アデノ随伴ウイルス (AAV) ベクターでは、定期的に空間の短い回文繰り返し (CRISPR)、オプトジェネティクス、cre lox ターゲットなどをクラスター化、神経科学の主試薬です。本稿の目的は、AAV の尾静脈注射を介してラットにおける広大な中枢神経系 (CNS) 遺伝子導入を試みている調査官を支援するためにです。広範な病理学の条件に関連する大規模な式をその大きいサイズとマウスと比較された人間に生理学的な類似性のため重要なラット モデル。この例のアプリケーションでは、大規模な神経伝達を使用して、筋萎縮性側索硬化症 (ALS)、脊髄全体に影響を与える神経変性疾患を模倣します。効率的な大規模な中枢神経系の情報伝達は、前臨床試験で治療上の蛋白質の要因を提供する使用できます。数週間の後注入式間隔の後、伝達の効果が評価されます。緑色蛍光タンパク質 (GFP) の制御ベクトルの小脳の GFP の量は基本的なイメージング プログラムによって、迅速かつ確実に推定されます。ALS によって誘導される運動疾患表現型関連タンパク質 transactive 応答 43 kDa (TDP-43) の DNA 結合タンパク質は、赤字脱出反射と rotarod で獲得しています。疾患モデル作製、遺伝子治療以外に、ここで説明した大規模な遺伝子ターゲットの潜在的な用途があります。このメソッドの利用拡大は、神経科学と川和で仮説を迅速に役立ちます。

Introduction

組換えアデノ随伴ウイルス (AAV) ベクターでは、あまり生体内でのニューロンの伝達効率がよく、中枢神経系研究のための不可欠なツールです。AAV のベクトルが異なる遺伝子とタンパク質アイソ フォーム、さまざまな組織、別のホスト種、および管理の別の路線を勉強のため非常に汎用性。周辺は、比較的非侵襲、ニューロン中枢神経系全体を最初に変換する静脈注射の記載・ フォウストとドゥケによってマウスに AAV を管理ことができますたとえば、(を参照してくださいゼウス紙 Gombash et al.(2014 年))。1,2,3この遺伝子配信アプローチをどちらかの緑色蛍光タンパク質 (GFP) を効率的に表現するラットの使用または ALS 関連タンパク, transactive 応答 43 kDa (TDP-43) 中枢神経系の DNA 結合タンパク質。4,5,6,7,8,9ラットでの作業は、ラットの代謝および生理学的パラメーターはマウスと比べて人間に近い、行動および毒性学的試金のラットのために特別に設計されていますので重要です。さらより多くの遺伝子組み換えラット線が可能になっている AAV 遺伝子伝達研究で利用可能します。

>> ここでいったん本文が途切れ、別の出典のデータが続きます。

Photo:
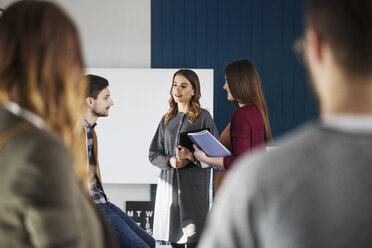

メソッドは、ラットと成果の迅速で信頼性の高い定量広大な中枢神経系遺伝子伝達の詳細です。大規模な中枢神経系の情報伝達は、TDP 43 脊髄全体に表現することによってラットの ALS の症状を模倣する使用されます。メソッドが使用されるジャクソン若いラットに TDP 43 ベクトルの尾静脈注射6,8,2 つの方法で獲得した TDP 43 による運動障害が数週間後、 9 : 反射と rotarod と、デイトン・ ジャクソンとエスケープ5,6,7,9制御 GFP ベクトル、事後分析での小脳の蛍光の面積はジャクソンにおいて伝達効率の指標として計算は6,8小脳の解析周辺遺伝子デリバリー後中枢神経系伝達性の迅速かつ信頼性の高いインデックスをあると証明したし、さまざまな周辺機器、中央へ遺伝子導入を試みるアプローチを適用する必要があります。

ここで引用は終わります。